Ethics Engaged | Summer 2017
Moral Machines
The ethics of artificial intelligence.
Elizabeth Pittelkow Kittner
CFO and Managing Director, Leelyn Smith LLC
Exploring Ethics in Business & Finance Today
KPMG is using McLaren Applied Technologies
(MAT) and Watson Analytics, and
Deloitte is using Kira Systems for document
review and data analytics. EY is creating
its own artificial intelligence (AI)
center in India with the goal of helping
clients integrate technology more into
their business processes. PwC recently
issued “Bot.Me: A Revolutionary Partnership,”
an in-depth report on how AI is
pushing humans and machines closer
together, and what impact this relationship
will have on our future—like the likelihood
of AI assistants replacing humans for
tax preparation and financial advisory
services.
In other words, automation tools and AI
are catching the eyes of some of the
biggest players in the accounting and
finance worlds, which means we would
all be wise to take notice, especially when
McKinsey & Company’s “Where Machines
Could Replace Humans—and Where
They Can’t Yet” estimates 86% of the work
done by bookkeepers, accountants, and
auditing clerks could potentially be automated.
In “Improving Experienced Auditors’
Detection of Deception in CEO Narratives,”
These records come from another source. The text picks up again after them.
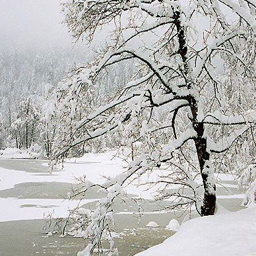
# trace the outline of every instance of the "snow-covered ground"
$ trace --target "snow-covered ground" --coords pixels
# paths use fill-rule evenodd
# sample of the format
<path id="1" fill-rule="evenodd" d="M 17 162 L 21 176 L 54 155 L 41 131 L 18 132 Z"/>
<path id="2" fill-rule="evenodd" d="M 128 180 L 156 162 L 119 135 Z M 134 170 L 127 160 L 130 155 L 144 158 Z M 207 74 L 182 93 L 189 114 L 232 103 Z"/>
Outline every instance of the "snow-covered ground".
<path id="1" fill-rule="evenodd" d="M 124 163 L 117 158 L 114 158 L 115 152 L 110 151 L 104 154 L 86 154 L 79 159 L 70 159 L 64 164 L 63 169 L 57 169 L 51 175 L 46 172 L 48 170 L 48 163 L 39 161 L 43 164 L 45 172 L 26 172 L 29 169 L 26 166 L 30 160 L 24 161 L 24 166 L 20 170 L 9 170 L 0 167 L 0 191 L 13 188 L 15 185 L 22 183 L 42 183 L 42 182 L 61 182 L 74 183 L 77 183 L 77 178 L 86 176 L 86 179 L 94 183 L 102 183 L 106 181 L 104 176 L 113 177 L 124 170 Z M 1 160 L 0 160 L 1 161 Z M 15 160 L 13 160 L 15 161 Z M 37 160 L 33 160 L 37 161 Z M 0 162 L 1 165 L 1 162 Z M 24 170 L 23 170 L 24 168 Z M 218 179 L 222 180 L 233 180 L 233 177 L 226 175 L 218 175 Z M 225 184 L 228 188 L 234 188 L 236 185 Z M 152 191 L 143 191 L 135 185 L 129 185 L 126 188 L 129 194 L 137 195 L 143 199 L 152 199 L 151 193 Z M 65 196 L 65 195 L 63 195 Z M 75 207 L 78 203 L 77 201 L 68 201 L 63 199 L 20 199 L 5 198 L 0 199 L 0 208 L 5 208 L 5 210 L 0 210 L 0 221 L 30 220 L 43 218 L 46 212 L 54 211 L 55 216 L 65 217 L 69 213 L 69 208 Z M 220 195 L 219 199 L 241 199 L 243 194 Z M 95 201 L 96 199 L 93 199 Z M 84 201 L 83 203 L 92 201 Z M 22 205 L 31 205 L 30 207 L 22 207 Z M 123 212 L 119 212 L 122 214 Z M 133 214 L 133 212 L 123 212 L 125 214 Z M 147 212 L 146 212 L 147 213 Z"/>
<path id="2" fill-rule="evenodd" d="M 32 152 L 30 149 L 7 148 L 0 150 L 0 158 L 34 159 L 39 156 L 40 154 Z"/>
<path id="3" fill-rule="evenodd" d="M 137 256 L 256 255 L 256 207 L 197 218 L 181 225 L 162 243 Z"/>

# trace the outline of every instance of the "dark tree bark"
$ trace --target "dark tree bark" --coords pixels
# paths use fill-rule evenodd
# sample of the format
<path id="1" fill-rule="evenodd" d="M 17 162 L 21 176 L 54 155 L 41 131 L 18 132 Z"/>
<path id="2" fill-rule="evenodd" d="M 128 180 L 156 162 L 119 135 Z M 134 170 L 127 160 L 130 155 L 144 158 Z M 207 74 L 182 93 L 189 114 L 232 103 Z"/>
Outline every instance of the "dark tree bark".
<path id="1" fill-rule="evenodd" d="M 180 55 L 183 63 L 184 74 L 187 77 L 187 87 L 189 89 L 193 81 L 191 81 L 189 77 L 189 69 L 187 61 L 187 47 L 185 35 L 185 28 L 181 26 L 180 22 L 180 13 L 179 11 L 174 13 L 174 18 L 175 19 L 174 24 L 178 33 L 177 37 L 179 45 L 178 53 Z M 201 214 L 202 216 L 213 215 L 215 212 L 216 201 L 215 193 L 216 186 L 215 184 L 212 184 L 213 181 L 210 180 L 210 177 L 209 177 L 209 172 L 212 172 L 212 170 L 210 170 L 210 166 L 208 166 L 207 164 L 208 161 L 210 160 L 210 152 L 207 151 L 207 139 L 203 137 L 205 132 L 204 124 L 198 122 L 198 104 L 195 98 L 193 95 L 189 95 L 187 100 L 192 112 L 191 121 L 193 127 L 197 133 L 197 137 L 194 139 L 194 141 L 197 149 L 197 158 L 199 162 L 200 171 L 205 189 Z M 207 172 L 208 169 L 208 172 Z"/>

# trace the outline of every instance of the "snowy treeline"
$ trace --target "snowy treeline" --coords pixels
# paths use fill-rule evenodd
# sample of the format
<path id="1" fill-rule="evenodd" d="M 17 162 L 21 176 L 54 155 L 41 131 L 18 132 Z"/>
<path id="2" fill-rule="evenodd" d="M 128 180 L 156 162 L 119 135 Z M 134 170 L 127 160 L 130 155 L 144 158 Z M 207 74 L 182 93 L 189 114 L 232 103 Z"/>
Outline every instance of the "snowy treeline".
<path id="1" fill-rule="evenodd" d="M 40 119 L 53 164 L 106 147 L 127 162 L 122 175 L 100 185 L 106 197 L 85 231 L 92 243 L 80 255 L 110 233 L 113 203 L 131 183 L 155 186 L 156 200 L 172 199 L 169 209 L 195 205 L 212 215 L 214 174 L 228 172 L 241 187 L 252 184 L 253 201 L 255 1 L 68 0 L 62 9 L 75 40 L 98 40 L 104 30 L 104 46 L 51 86 L 42 118 L 31 96 L 20 101 L 10 133 L 18 146 L 20 137 L 29 146 Z M 80 194 L 91 185 L 81 182 Z"/>
<path id="2" fill-rule="evenodd" d="M 214 214 L 214 173 L 245 177 L 255 164 L 255 1 L 72 0 L 62 7 L 77 40 L 93 40 L 101 30 L 108 35 L 94 60 L 62 86 L 70 92 L 68 104 L 66 97 L 59 104 L 59 92 L 51 98 L 57 108 L 49 117 L 65 110 L 70 124 L 74 101 L 86 91 L 92 105 L 110 68 L 131 59 L 136 67 L 125 87 L 72 124 L 54 154 L 57 160 L 77 146 L 111 141 L 128 162 L 123 175 L 101 186 L 106 197 L 86 230 L 92 243 L 80 255 L 100 246 L 115 198 L 135 181 L 156 186 L 157 199 L 172 199 L 170 208 L 195 205 L 201 215 Z M 179 189 L 172 192 L 174 185 Z"/>
<path id="3" fill-rule="evenodd" d="M 52 49 L 49 52 L 39 53 L 28 49 L 1 51 L 0 149 L 30 148 L 40 153 L 42 157 L 51 157 L 54 140 L 59 138 L 62 128 L 63 131 L 68 131 L 63 123 L 57 125 L 63 120 L 68 123 L 69 120 L 64 118 L 68 110 L 63 112 L 63 118 L 55 116 L 48 120 L 47 113 L 51 109 L 48 109 L 47 102 L 53 92 L 53 94 L 60 94 L 59 100 L 65 98 L 66 102 L 69 102 L 67 88 L 61 88 L 61 84 L 69 79 L 69 71 L 75 70 L 77 65 L 80 65 L 84 61 L 88 61 L 93 54 L 90 51 L 84 57 L 80 49 Z M 82 114 L 86 115 L 87 108 L 91 109 L 94 104 L 99 106 L 102 100 L 100 97 L 103 98 L 105 95 L 111 94 L 124 84 L 129 66 L 121 66 L 113 71 L 112 77 L 101 79 L 100 91 L 91 96 L 94 103 L 86 105 L 87 101 L 84 104 L 84 99 L 80 97 L 80 107 L 83 109 L 80 114 L 75 113 L 76 120 L 80 119 Z M 79 109 L 78 106 L 76 108 Z M 71 125 L 71 129 L 72 123 Z"/>

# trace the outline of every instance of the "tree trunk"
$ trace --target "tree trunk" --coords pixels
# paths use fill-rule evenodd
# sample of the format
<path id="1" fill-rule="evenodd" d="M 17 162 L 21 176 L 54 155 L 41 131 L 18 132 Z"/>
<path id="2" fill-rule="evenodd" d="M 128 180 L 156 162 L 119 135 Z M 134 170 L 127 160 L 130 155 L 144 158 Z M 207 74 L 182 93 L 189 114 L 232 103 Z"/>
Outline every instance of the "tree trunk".
<path id="1" fill-rule="evenodd" d="M 187 63 L 187 46 L 185 38 L 185 28 L 181 25 L 180 12 L 174 12 L 174 19 L 177 29 L 179 42 L 178 53 L 180 55 L 183 63 L 183 73 L 187 77 L 189 81 L 187 87 L 191 88 L 192 80 L 190 80 L 189 68 Z M 199 162 L 200 171 L 203 179 L 205 189 L 204 199 L 201 207 L 201 214 L 203 216 L 213 215 L 216 207 L 216 186 L 213 179 L 213 170 L 210 160 L 210 153 L 207 152 L 207 139 L 203 137 L 205 128 L 203 123 L 198 121 L 198 102 L 191 94 L 187 97 L 189 106 L 192 112 L 191 121 L 193 127 L 197 133 L 197 138 L 194 139 L 197 148 L 197 158 Z"/>
<path id="2" fill-rule="evenodd" d="M 26 148 L 28 148 L 28 127 L 27 123 L 26 123 Z"/>
<path id="3" fill-rule="evenodd" d="M 203 124 L 199 123 L 197 125 L 198 137 L 194 141 L 205 189 L 201 213 L 202 216 L 207 216 L 214 214 L 216 198 L 213 169 L 210 159 L 210 153 L 207 152 L 207 139 L 203 137 Z"/>

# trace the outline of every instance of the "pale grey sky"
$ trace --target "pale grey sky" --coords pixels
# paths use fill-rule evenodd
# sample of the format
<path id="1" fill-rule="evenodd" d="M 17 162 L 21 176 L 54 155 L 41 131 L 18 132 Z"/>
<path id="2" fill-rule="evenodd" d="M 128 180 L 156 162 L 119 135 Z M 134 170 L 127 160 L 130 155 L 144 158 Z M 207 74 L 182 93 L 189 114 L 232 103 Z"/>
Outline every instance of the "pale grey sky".
<path id="1" fill-rule="evenodd" d="M 0 48 L 71 47 L 61 19 L 59 0 L 0 0 Z"/>

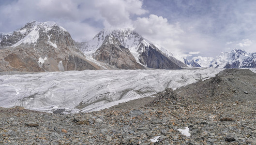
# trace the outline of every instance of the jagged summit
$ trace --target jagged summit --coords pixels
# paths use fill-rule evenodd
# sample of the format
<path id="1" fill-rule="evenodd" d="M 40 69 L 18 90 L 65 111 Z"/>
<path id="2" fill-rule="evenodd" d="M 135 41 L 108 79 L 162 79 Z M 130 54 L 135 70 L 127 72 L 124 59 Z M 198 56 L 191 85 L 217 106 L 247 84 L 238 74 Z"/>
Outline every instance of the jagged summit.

University of Illinois at Urbana-
Champaign and Duke University
researchers found that experienced human
auditors (71 percent accurate) are currently
performing similarly to machines (69 percent
accurate) for fraud-detection, but we
may be overtaken soon. However, while
humans and machines both now have the
ability to learn, humans may also experience
more objectivity issues that prevent
them from detecting fraud, like maintaining
long-term relationships with clients and
fearing the implications of being wrong.
What impact will our increasing interaction
with advanced technologies have on
our ethics, and what implications does
technology have on our professional interactions?
We have been (mostly) comfortable with
our computers up to this point because we
trust the developers to ensure the hardware
and software we use does what they
say it will. Thanks to these hardware and
software products, our accounting is more
efficient. Clients can use financial statement
and tax preparation software in their
businesses to help automate some of our
work, and we can spend more time on
value-add activities, evaluating data, making
decisions, and recommending strategies.
Time for non-traditional accounting
activities has even fueled the trend of
CFOs building the skills needed to move
from CFO to CEO, like at PepsiCo, Crate &
Barrel, Siemens, and Hartford Financial, to
name a few.
The technology tools of our future, however,
will not only process data, but also
make decisions on the data. As machines
develop more cognitive and decision-making
skills, we must concern ourselves
with how AI acts toward humans, which
forms the concept of machine ethics or
moral machines.
According to James H. Moor, Daniel P.
Stone Professor in Intellectual and Moral
Philosophy at Dartmouth College, we are
already facing four types of machines
when it comes to ethical influences:
Ethical Impact Agents are machines that
carry an impact whether intended or
not; for example, a clock may influence
us to be on time, which may or may not
be the intent of the clock. Implicit Ethical Agents are machines
designed to avoid unethical and negative
outcomes; usually they are built for
security or safety, like your car alerting
you when the fuel is low.
Explicit Ethical Agents are machines
programmed with algorithms to act ethically,
like a drone programmed to
destroy an empty military vehicle while
avoiding nearby humans.
Full Ethical Agents are machines that
have free will, thinking ability, and consciousness
to make independent ethical
decisions like humans. In other words,
the machine makes moral decisions and
can understand why it makes these
decisions.
Decades ago, professor and acclaimed science-
fiction writer Isaac Asimov presented
his Three Laws of Robotics as an idea for a
machine moral code:
1. A robot may not injure a human being
or, through inaction, allow a human
being to come to harm
2. A robot must obey the orders given it
by human beings except where such
orders would conflict with the First Law
3. A robot must protect its own existence
as long as protection does not conflict
with the First or Second Laws
However, Asimov tested his own laws and
found them unsuitable for an effective AI
moral code because there is not a set of
fixed laws that can anticipate all possible
situations.
A second idea for a moral code that has
tested closer to effectiveness (still not perfect)
is Kant’s Categorical Imperative,
which says, “Act only according to that
maxim whereby you can, at the same time,
will that it should become a universal law.”
A third idea is for machines to learn casuistry
and ethics through observing human
interactions on the internet, but some have
already demonstrated negative human
behaviors like biases and discrimination.
An idea for AI used in accounting is to program
our profession’s Code of Professional
Conduct into the machines. How would
we need to modify it for interactions that
involve AI?
Much debate has already gone into determining
if machines can have a common
ethical code, and much more debate is
still to come. If you want to weigh in on
the debate, MIT has launched the Moral
Machine, a web platform for gathering
human perspectives on moral decisions
made by today’s machine intelligence.
As humans, we do not always make perfect
ethical decisions. Can we expect machines
to live up to an impossible standard?